The Entrepreneur 'Ah Hah' Moment And How To Get It - tr0ndizzle
http://untether.tv/2012/the-entrepreneur-ah-hah-moment-and-how-to-get-it//
======
F_J_H
I don't think the concept of "don't force it" can be stressed enough.
Something I've learned living in Austin where there is a thriving start up
community (or at least many people who _want_ to do a start up), and from
attending SXSW, there seem to be a lot of people who are trying to repeat the
success of others by trying to figure out exactly what steps they took, and
then attempting to repeat them "cargo cult" style.

Maybe there are a lot of successful start ups that were purposely built (i.e.
“forced”), but it seems so many of them just kind of evolved, almost as a by-
product. Maybe good start up ideas, and start ups in general, are like
happiness; if you expressly seek to find it, it is elusive. However, if you
merrily go about your way remaining curious, inquisitive and interested, it
finds you.

When trying to repeat what other successful founders have done, it seems wise
to keep the works of Matsuo Basho in mind: _“Do not seek to follow in the
footsteps of the wise. Seek what they sought.”_

Anyway, I had better get back to my idea brainstorming. I’ve found this great
mind mapping tool! ;-)

------
wpietri
I think being cranky is only part of it. You have to be cranky out of love.

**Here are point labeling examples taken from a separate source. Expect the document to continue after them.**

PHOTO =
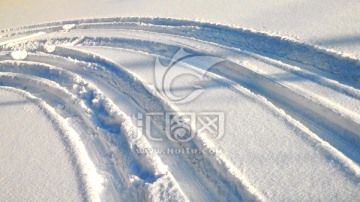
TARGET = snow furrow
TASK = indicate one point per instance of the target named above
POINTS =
(291, 109)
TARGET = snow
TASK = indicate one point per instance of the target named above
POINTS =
(270, 88)
(35, 162)
(332, 25)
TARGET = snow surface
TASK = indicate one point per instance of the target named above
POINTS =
(329, 24)
(35, 162)
(284, 74)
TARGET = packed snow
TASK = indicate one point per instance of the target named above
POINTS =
(179, 101)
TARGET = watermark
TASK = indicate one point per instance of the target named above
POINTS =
(177, 151)
(180, 126)
(179, 68)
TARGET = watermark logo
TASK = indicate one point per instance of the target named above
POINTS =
(182, 126)
(179, 67)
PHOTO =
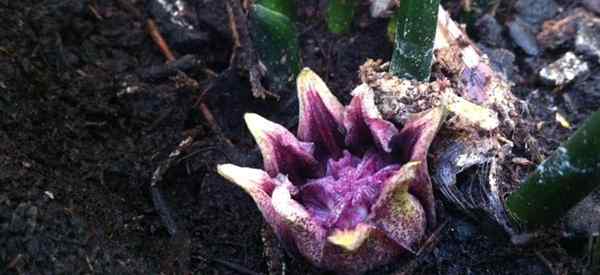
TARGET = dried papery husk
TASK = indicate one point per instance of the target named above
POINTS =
(471, 150)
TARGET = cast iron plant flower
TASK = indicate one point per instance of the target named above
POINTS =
(351, 191)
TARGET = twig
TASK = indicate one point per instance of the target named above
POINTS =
(546, 262)
(236, 267)
(243, 49)
(213, 123)
(152, 29)
(426, 247)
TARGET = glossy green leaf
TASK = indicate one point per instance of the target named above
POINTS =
(340, 14)
(415, 33)
(275, 39)
(561, 181)
(285, 7)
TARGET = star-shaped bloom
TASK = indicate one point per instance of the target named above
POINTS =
(350, 191)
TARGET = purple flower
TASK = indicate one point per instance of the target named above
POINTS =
(351, 191)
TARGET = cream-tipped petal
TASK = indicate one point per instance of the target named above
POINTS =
(282, 152)
(364, 123)
(260, 187)
(250, 179)
(350, 239)
(308, 235)
(397, 212)
(320, 114)
(310, 81)
(413, 142)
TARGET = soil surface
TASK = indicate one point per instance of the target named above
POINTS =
(89, 110)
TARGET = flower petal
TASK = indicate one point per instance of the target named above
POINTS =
(364, 123)
(398, 213)
(413, 142)
(369, 248)
(321, 114)
(281, 151)
(308, 235)
(350, 239)
(259, 185)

In the end, you're building a business for other people. If you love your
customers and love the subject of the business, then your crankiness is in
service to them. A friend who's a successful restaurateur loved cooking and
loved her customers, so she busted her ass to make things awesome for them.
That love was returned by a devoted customer base and great word-of-mouth
marketing. And once you have employees, you have to love them too.

You can see this scaled up in the the world's largest car company, Toyota.
They obsessively optimize for customer value (as distinct from business
value). Respect for people is one of the fundamentals of business. They
channel their crankiness into hating waste and relentlessly looking for ways
to eliminate it, which allows them to deliver more customer value.

I think pure crankiness on its own doesn't take you anywhere; it burns you out
and cuts down good ideas before they get anywhere. For me, my best ideas come
from crankiness in the service of love.

------
TomAnthony
I didn't expect much from this article - but the tip about continually
thinking "how could that be better" for everything around you is gold.

It might not lead to something most of the time, but when it does it could be
a winner. Also its just a great way to train your brain into the right
approach.

I'd add to the questions to ask yourself all the time: "How does that work?"

------
babalon
This is a very interesting article - the "don't force it" point is
particularly pertinent esp when one is stuck for ideas. When that Eureka
moment does strike (it happens to all of us) we need to have a pencil and pad
handy otherwise it disappears as fast as it arose!